Feb. 26, 2010
There are people who believe that cash and coins are obsolete -- someday, futurists claim, all money will be virtual. Some companies are already preparing for a transition by replacing retail cash registers with mobile devices.
Handhelds with credit card readers, running Microsoft Windows CE and often based on rugged devices from Intermec and Motorola, are described as mobile point-of-sale products and have been available for years. There are even Research In Motion BlackBerry options. But then the Apple iPhone came out, and that's changing the game.
Checkout devices built on iPhone or iPod Touch units are smaller, cheaper, and more adaptable than their Windows ancestors. Several small companies are joining this trend and they'll soon be followed by an 800-pound gorilla -- hello, Oracle.
Big or small, these companies deliver three major benefits to retailers. The technology differentiates the shopping experience, eliminates lines at checkout counters, and minimizes the chances of customers changing their minds.
Global Bay Mobile Technologies is one of the companies with products available right now. Its GBmobile Retail Suite has a Windows product and launched Apple software early this year. It uses credit card sled hardware from Infinite Peripherals which also supplies Global Bay's competitors in this field. Global Bay nor those competitors have announced any customers yet -- "There's a whole lot of folks looking at it in the lab," says Kevin Swanwick, director of retail industry solutions. But his company, and the competition, all say they'll announce name-brand customers by this summer.
Another challenger is Cornell-Mayo Associates. Its Omniexpress software for the iPod Touch was announced last week. It runs the same code as Cornell's other applications, which helps for companies looking to integrate with legacy installations. CEO Gene Cornell cited luxury apparel and jewelry companies, along with bookstores, who are testing his product but declined to be identified here.
Global Bay and Cornell-Mayo are both successful companies that have been in business for many years; neither is a startup. Oracle, however, has the potential to bring mobile point-of-sale applications to the masses. "We really do feel strongly about this... We think it could be as big as e-commerce was," says David Dorf, director of technology strategy for Oracle Retail.
Oracle is working with three partners to offer a system by this summer -- Infinite Peripherals dominates the Apple credit card hardware side, Infogain provides backend integration, and Touch2 Systems makes the device software.
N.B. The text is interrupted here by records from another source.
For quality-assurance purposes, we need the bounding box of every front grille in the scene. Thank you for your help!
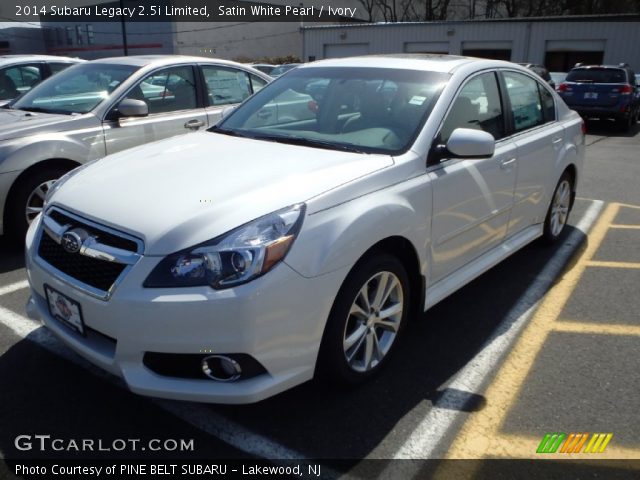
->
[38,233,126,292]
[38,208,142,299]
[47,210,138,252]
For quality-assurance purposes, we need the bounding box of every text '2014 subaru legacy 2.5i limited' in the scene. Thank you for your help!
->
[26,56,584,403]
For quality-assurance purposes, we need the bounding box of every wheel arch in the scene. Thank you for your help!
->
[2,158,82,232]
Touch2's expertise is significant because that company made Apple's own software and is considering versions for other platforms, according to CEO and former Apple employee David Francis. The software can be used for other functions beside virtual checkout, such as paging a manager or processing discounts and returns, he notes.
Dorf, in addition to his Oracle job, co-chairs a mobile retailing committee in the National Retail Federation's Association for Retail Technology Standards. The committee formed last November and is currently writing a blueprint for marketing, commerce, and operations. That should also be ready this summer followed by an examination of whether new standards are necessary, he says.
How important is this to actual retailers? It's hard to gauge the exclusivity factor by what happens in Apple Stores, because Apple already possessed exclusivity before deploying mobile checkout. Consultant Paula Rosenblum, of Retail Systems Research, has 20 years of experience as an industry technology executive and says that factor is real.
"Retailers left to their own devices would just have cash registers and nothing more... they had the edge on you," she says. Now that's changing. "For the first time, the consumer is pushing technology to the retailers. The customer comes in the store and she's got more technology in her hand than the retailer does. Idle hands are the devil's tools. You'll do a price check."
That alone is a good reason for retailers to use mobile checkout -- they want to make sales as quickly as possible even if the current economy already eliminates long counter lines.
So, while Apple may have a sublime monopoly on gadgets, its retail technology is available to the world.